Why the script has to be cut into pieces

There are two technical limits. In Avatar 5, HeyGen lets you generate material up to three minutes long. ElevenLabs has its own ceiling: past roughly a minute the voice starts to degrade and resembles the original less and less. The practical sweet spot is fragments of forty-five to sixty seconds — that way the voice stays consistent throughout.

That's why a ten-minute script has to be split up. Claude Code does it: it takes the text from disk, cuts it into chunks of about a minute and passes them to HeyGen. There's one condition — a cut always falls at the end of a sentence, never in the middle of one. That way, once everything is stitched back together, you can't hear the seams between fragments.

There's one more detail that calls for a workaround. For now, Avatar 5 doesn't work over the API — that is, the interface programs use to connect to each other automatically. Only Avatar 3 and 4 are available there. The solution: Claude Code generates material in Avatar 4 over the API, while a separate script (built on Playwright, a tool that clicks around a browser the way a human would) opens the HeyGen panel and switches the version to the fifth. It's a temporary workaround — once Avatar 5 reaches the API, it goes away.

What Remotion does

The last stage is editing. Remotion is given a background and a graphics style, then assembles the recordings on its own, transcribes them (turning speech into text with precise timestamps) and, on that basis, drops captions and animations in at the right seconds. Since it knows a given word was spoken at the forty-fourth second, that's exactly where it fires the animation. That's how the audio lines up with the graphics.

This whole run — from script to finished video — can be kicked off in the evening and collected in the morning. A process that once needed a camera operator, an editor and a voice artist turns into a task done overnight.

What actually changes

Three conclusions come out of this setup. First: the avatar has crossed the so-called uncanny valley — the point at which an artificial figure already looks believable enough not to jar. Second: a single agent can run the whole production — pull the voice, cut the audio, hand it to HeyGen, assemble it in Remotion. Third, and most important: the bottleneck has shifted away from recording and editing toward what the machine won't do — the idea, the script and the strategy. The human stays where they matter most.

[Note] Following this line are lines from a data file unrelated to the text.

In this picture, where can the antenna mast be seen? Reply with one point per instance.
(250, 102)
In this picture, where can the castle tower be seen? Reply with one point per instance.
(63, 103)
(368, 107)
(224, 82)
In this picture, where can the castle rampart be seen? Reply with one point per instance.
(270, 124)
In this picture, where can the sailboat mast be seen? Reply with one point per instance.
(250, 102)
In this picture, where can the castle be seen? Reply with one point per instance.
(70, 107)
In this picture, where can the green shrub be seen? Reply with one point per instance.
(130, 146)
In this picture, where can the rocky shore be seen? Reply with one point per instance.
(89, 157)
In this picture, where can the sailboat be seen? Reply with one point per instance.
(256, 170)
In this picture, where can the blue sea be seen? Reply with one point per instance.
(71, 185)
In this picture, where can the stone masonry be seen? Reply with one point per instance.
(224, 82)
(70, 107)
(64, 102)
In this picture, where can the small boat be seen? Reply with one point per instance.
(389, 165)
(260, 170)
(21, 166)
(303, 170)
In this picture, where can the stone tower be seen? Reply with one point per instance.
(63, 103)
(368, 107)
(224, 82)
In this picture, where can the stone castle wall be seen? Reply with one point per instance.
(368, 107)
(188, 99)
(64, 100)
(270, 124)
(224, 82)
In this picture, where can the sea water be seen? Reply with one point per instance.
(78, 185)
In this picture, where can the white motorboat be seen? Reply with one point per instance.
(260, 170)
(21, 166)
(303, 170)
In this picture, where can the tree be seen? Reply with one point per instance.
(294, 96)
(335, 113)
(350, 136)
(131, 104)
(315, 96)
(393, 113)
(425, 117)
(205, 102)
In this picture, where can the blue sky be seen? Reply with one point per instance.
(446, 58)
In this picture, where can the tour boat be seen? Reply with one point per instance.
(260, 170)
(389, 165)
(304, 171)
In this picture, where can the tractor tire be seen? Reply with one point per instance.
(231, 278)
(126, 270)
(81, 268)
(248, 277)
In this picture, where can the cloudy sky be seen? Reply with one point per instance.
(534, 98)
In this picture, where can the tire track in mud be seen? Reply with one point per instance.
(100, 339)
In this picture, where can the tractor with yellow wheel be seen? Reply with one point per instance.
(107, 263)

It's worth tallying the costs, because they aren't low. A HeyGen plan runs about $30 a month, ElevenLabs about $22 (roughly a hundred minutes of material), Claude Code from $20 to $200. HeyGen over the API is billed separately: each one-minute fragment is about four dollars, so a ten-minute video comes to close to fifty. For comparison: a freelance editor costs $35–75 an hour, a ten-minute piece can run up to $300, and a studio plus a professional voice artist push the bill into the thousands. (The figures are ballpark; tool prices change — it's worth checking the current ones.)

On the left a tangled gray knot of lines, on the right one clean luminous path running from green to blue toward a goal — the contrast between manual work and an agent-driven flow.
On the left a tangled gray knot of lines, on the right one clean luminous path running from green to blue toward a goal — the contrast between manual work and an agent-driven flow.

Three honest caveats

To finish, three doubts that suggest themselves. "It's artificial, inauthentic" — partly fair, but when the script, the voice and the face are yours, the only thing missing is physical presence in front of a camera. "It'll flood the web with junk" — junk is piling up anyway, and removing the production bottleneck only sharpens the competition: the better idea wins, because weak content with a good avatar is still weak content. "It'll take editors' jobs" — it changes them, more likely; the edge goes to whoever adds their own knowledge of the subject to the tool.

And one sober note to close on: this isn't a setup that works "from the first click." Behind the finished result sit more than a hundred, maybe two hundred generated clips and a fair amount of fiddling with settings. The tools shorten production, but getting to a good result still takes patience and a few rounds of fixes.